J’ai récemment participé au salon de l’Association des municipalités de l’Alberta, à Calgary, et à celui des municipalités rurales de l’Alberta, ici même, à Edmonton la semaine dernière, afin de mettre en lumière ce réseau plutôt invisible de membres du personnel de la GRC en Alberta.
J’ai été frappée par le nombre de maires et de conseillers municipaux, des grandes municipalités comme des petites, qui m’ont contactée pour me faire part de leur confiance envers la GRC, soulignant la relation très active que leurs communautés entretiennent avec les commandants de détachement et d’autres membres clés du personnel. Nombre d’entre eux ont également souligné leur engagement à renforcer ces relations encore davantage.
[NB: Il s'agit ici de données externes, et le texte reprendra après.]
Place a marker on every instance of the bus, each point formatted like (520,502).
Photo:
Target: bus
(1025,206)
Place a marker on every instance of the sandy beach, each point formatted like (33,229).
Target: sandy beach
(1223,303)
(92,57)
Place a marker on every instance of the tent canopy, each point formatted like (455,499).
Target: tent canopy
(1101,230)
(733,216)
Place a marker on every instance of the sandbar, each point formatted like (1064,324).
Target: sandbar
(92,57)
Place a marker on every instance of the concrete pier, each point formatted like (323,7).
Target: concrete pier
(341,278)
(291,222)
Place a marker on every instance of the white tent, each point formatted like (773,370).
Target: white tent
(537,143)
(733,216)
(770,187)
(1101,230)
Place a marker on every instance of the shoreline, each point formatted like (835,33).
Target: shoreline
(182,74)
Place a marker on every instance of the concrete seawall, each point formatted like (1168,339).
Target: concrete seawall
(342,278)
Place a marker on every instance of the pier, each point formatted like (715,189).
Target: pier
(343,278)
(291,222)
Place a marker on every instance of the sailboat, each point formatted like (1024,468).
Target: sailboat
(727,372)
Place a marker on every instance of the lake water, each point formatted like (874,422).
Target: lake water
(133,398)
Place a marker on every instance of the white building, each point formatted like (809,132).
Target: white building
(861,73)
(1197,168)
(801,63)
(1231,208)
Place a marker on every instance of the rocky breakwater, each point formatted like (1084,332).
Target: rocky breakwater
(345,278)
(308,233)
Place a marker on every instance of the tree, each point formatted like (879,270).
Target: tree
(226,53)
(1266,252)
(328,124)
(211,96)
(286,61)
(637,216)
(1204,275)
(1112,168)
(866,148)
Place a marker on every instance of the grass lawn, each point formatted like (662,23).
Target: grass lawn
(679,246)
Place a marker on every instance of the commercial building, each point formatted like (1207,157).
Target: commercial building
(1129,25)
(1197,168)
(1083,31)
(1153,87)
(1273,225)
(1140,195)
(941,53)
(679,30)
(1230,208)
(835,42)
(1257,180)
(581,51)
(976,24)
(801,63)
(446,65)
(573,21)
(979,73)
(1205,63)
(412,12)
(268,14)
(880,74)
Le recrutement et la formation de 1 000 agents en uniforme qualifiés supplémentaires, certains qui seront affectés à pourvoir les postes vacants en Alberta, sont une excellente nouvelle. Ces municipalités sont surtout préoccupées par le recrutement de personnel, et non par la rupture des liens. Il ne fait aucun doute que l’argent des contribuables investi dans le service de police provincial de l’Alberta pourrait être utilisé sur-le-champ pour renforcer les rangs de la GRC, plutôt que de repartir de zéro avec une nouvelle agence de police. Il n’y a que quelques élus qui m’ont parlé de la nécessité d’explorer leurs options avec la GRC et d’envisager un scénario policier différent.
Avec tout le blabla politique entourant les services policiers dans notre province, il est sans doute difficile de savoir ce que pense réellement la population de l’Alberta. Selon la Fédération de la police nationale, 78 % de la population albertaine ne voient aucune raison de changer de modèle policier. Au fond, les gens de la province se soucient de résultats solides en matière de sécurité publique, assurée avec efficacité, et les municipalités semblent vraiment vouloir améliorer ce qui fonctionne déjà bien avec la GRC.
J’espère que notre première ministre et ses collègues sauront entendre ce message.